From 01.07.2019, shore power shall be used if vessels equipped with shore power system ship-borne device (with the exception of liquid cargo vessel) at berth with onshore power supply capacity for more than 3 hours in the Coastal ECA, or get alongside berth with onshore power supply capacity in the Inland Water ECA for more than 2 hours and without using other equivalent alternative measures (including the use of clean energy, new energy, ship-borne electrical storage device or closing the auxiliary engine, etc., hereinafter the same). From 01.01.2021, shore power shall be used if a cruise gets alongside berth with onshore power supply capacity for more than 3 hours and without using other equivalent alternative measures in the ECAs.

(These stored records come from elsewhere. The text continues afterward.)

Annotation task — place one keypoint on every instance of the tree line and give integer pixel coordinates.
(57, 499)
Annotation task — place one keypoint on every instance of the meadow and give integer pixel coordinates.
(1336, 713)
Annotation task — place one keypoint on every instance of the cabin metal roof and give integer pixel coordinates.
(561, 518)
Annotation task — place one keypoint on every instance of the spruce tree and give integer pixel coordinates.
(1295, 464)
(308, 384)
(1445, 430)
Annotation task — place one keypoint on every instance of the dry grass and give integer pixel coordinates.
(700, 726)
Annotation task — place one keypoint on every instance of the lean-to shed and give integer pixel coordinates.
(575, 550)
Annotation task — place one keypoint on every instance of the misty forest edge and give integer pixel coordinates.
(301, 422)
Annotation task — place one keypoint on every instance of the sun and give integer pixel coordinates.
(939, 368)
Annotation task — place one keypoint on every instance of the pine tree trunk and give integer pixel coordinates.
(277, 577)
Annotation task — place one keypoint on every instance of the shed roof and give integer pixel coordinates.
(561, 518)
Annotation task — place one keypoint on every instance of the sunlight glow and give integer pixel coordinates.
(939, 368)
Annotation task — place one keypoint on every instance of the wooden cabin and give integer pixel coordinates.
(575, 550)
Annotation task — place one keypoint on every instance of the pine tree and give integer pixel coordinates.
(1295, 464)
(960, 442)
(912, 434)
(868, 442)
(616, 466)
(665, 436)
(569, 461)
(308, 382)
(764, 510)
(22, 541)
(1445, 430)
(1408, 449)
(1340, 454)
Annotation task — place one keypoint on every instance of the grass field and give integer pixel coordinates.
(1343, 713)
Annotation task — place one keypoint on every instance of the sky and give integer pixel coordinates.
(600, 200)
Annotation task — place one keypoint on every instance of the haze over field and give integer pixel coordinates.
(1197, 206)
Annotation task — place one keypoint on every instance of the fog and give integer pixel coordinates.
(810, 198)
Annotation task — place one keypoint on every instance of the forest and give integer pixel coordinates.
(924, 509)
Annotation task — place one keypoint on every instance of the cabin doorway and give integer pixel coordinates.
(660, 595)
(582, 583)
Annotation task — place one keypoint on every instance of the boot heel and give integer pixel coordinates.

From 01.01.2022, Chinese public service vessels, inland river vessels (with the exception of liquid cargo vessel) using single marine diesel engine power output of more than 130 KW but do not meet the Tier II oxynitride emission limits stipulated by MARPOL, and the Chinese domestic coastal container ships, ro-ro passenger ships, passenger ships with a gross tonnage of at least 3,000 tons and dry bulk cargo ships with gross tonnage of at least 50,000 tons are required to install shore power system ship-borne device. Shore power shall be used if vessels get alongside berth with onshore power supply capacity for more than 3 hours in the Coastal ECA or berthing at port with onshore power supply capacity for more than 2 hours in the Inland Water ECA, without using other equivalent alternative measures.

Chinese shipping enterprises and operators are encouraged to install shore power system ship-borne device on vessels other than those specified in article 12, and to use shore power when getting alongside berth with onshore power supply capacity in the emission control area.

Other

Vessels may take alternative measures, such as using clean energy/new energy, equipping with power storage device, exhaust gas cleaning system etc. to satisfy the emission control requirements. If the vessel using exhaust gas after-treatment method, the emission-monitoring device shall be installed, and the generated wastewater waste liquid shall be disposed according to relevant regulations.

The local governments of other inland water area are encouraged to adopt the requirement of the Inland Water ECA and lodge request to oceangoing vessels to use low sulphur content fuel when entering into local waters.

Domestic oil tankers with no less than 150 tons and build on/after 01.01.2020 are required to have oil and gas recovery condition when entering into ECAs and encouraged to conduct oil and gas recovery if safety requirement can be satisfied. Foreign-going vessels shall comply with the emission control requirements for volatile organic stipulated by MARPOL.

Ships should strictly implement other existing international conventions, domestic laws and regulations on emission control requirements for atmospheric pollutants.